発信者情報開示請求事件
判決データ
AI概要
【事案の概要】 原告は、氏名不詳者がTwitterにおいて原告の著作権を有する文章を複製した画像を投稿し、複製権及び公衆送信権を侵害したことが明らかであるとして、経由プロバイダである被告(株式会社インターネットイニシアティブ)に対し、プロバイダ責任制限法4条1項に基づき、発信者情報(本件アカウントへのログイン時のIPアドレス等に係る契約者情報)の開示を求めた事案である。原告は、Twitter社に対する仮処分決定により本件アカウントのログイン時のIPアドレス等238件の開示を受け、これに基づき被告に対して契約者情報の開示を請求した。 【争点】 主要な争点は以下の4点である。 (1) 本件発信者情報が「当該権利の侵害に係る発信者情報」に該当するか。特に、侵害情報の投稿後にされたログインに係る情報が開示対象となるか。 (2) 被告が本件発信者情報を「保有」しているといえるか。 (3) 本件ツイートにより原告の著作権が侵害されたことが明らかであるか。 (4) 原告が発信者情報の開示を受けるべき正当な理由を有するか。 【判旨】 請求棄却。
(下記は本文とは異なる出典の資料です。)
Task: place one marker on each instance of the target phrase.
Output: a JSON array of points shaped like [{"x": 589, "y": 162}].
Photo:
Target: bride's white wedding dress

裁判所は、争点(1)について判断し、その余の争点については判断するまでもなく請求を棄却した。 裁判所は、プロバイダ責任制限法4条1項の開示対象は、侵害情報の送信と密接に関連するログイン情報を含むと解するのが相当であるとしつつも、侵害情報の送信後にされたログイン情報(侵害後のログイン情報)については、ログインからログアウトまでの間に侵害情報が送信されることはないため、原則として侵害情報の送信との密接関連性は認め難いとした。もっとも、侵害前のログイン情報と同視できる程度の密接関連性が認められる場合には開示対象に該当する余地があるとした。 本件では、侵害情報の投稿は令和3年2月9日であるのに対し、原告が開示を求めるIPアドレス等は全て投稿後のログインに係る情報であり、最も近接するものでも投稿から4週間以上経過したものであった。裁判所は、この時間的隔たりから侵害前のログイン情報と同視できるほどの密接関連性は認められないとした。 さらに、原告の「同一人物によるログインであれば開示すべき」との主張に対しても、表現の自由に対する過度の萎縮効果を生みかねないこと、複数人で同一アカウントを利用できるTwitterの性質上、無関係の第三者の情報を開示する可能性が否定できないことを指摘し、原告の主張を退けた。